Evaluating the health hazards available for Herbicide X has shown that this herbicide is highly carcinogenic. This can be seen in animal studies conducted although there are no human studies available for the herbicide X. Those available peer-reviewed studies help in identifying and labeling herbicide X has a cancer causing herbicide as we see in majority of herbicides.
Considering the exposure assessment to the herbicide X, the rate of exposure is likely to be high simply because of the sole dependence of the community on the herbicide, it spent about 3 months before degradation, contact possible via eating of the vegetables or skin contact by children on the playground.
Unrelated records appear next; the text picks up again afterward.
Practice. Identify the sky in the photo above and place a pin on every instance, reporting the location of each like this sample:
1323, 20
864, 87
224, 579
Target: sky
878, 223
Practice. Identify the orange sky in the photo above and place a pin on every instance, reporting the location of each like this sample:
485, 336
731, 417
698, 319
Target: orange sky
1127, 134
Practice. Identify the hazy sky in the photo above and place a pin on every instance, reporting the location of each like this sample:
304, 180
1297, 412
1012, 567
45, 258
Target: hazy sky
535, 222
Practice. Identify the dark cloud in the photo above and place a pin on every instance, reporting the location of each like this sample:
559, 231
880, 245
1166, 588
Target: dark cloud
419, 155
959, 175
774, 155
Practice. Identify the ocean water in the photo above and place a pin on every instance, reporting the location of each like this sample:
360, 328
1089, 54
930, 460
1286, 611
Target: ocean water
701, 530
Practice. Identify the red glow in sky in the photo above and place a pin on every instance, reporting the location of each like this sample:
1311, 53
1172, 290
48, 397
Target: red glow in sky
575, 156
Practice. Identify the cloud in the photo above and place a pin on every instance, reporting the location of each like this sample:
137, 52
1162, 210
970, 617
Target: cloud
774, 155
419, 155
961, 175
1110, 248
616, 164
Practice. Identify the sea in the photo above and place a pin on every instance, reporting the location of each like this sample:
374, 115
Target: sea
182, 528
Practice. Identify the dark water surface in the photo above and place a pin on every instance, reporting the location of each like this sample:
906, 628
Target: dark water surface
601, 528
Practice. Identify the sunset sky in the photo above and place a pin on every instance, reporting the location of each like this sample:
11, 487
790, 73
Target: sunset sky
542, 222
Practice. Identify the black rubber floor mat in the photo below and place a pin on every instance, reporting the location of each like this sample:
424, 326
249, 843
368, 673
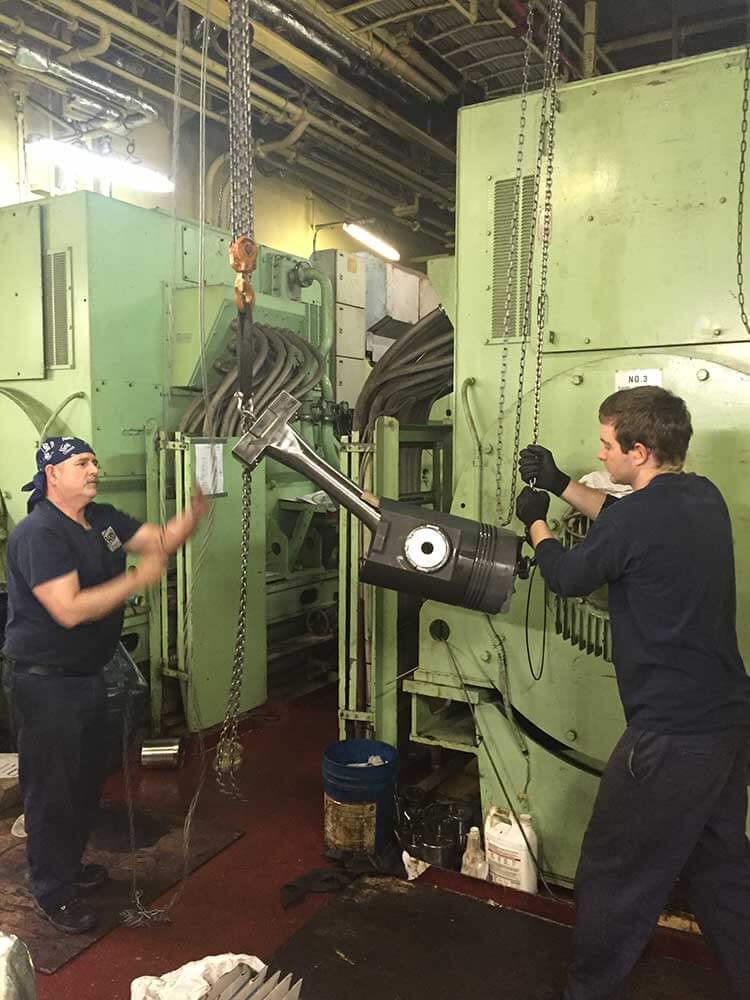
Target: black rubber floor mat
384, 939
All these modes increase the rate of exposure hence making the community to live at high risk of health hazards from the herbicide X.
Evaluating the dose-response pattern, it can be concluded that the community is at higher risk of high concentration because of the longer time it takes for the herbicide to degrade and the spraying which occur twice at different period in a year. The implication of this is that the community is at risk for about 6 months in a year.
The absence of human studies as regards to the carcinogenic effects of Herbicide X is not available. This is a major shortcoming in characterization of the effects such chemical could have. Although, animal studies, exposure and risk assessment all support increased risk, this is not yet conclusive but there is a tendency for a high cancer risk associated with herbicide X. This all support the need for the chemical to be banned for the time being before there is any available human data.
California Environmental protection Agency, (2012). A Guide to health risk Assessment. Office of Environmental Health Hazard Assessment.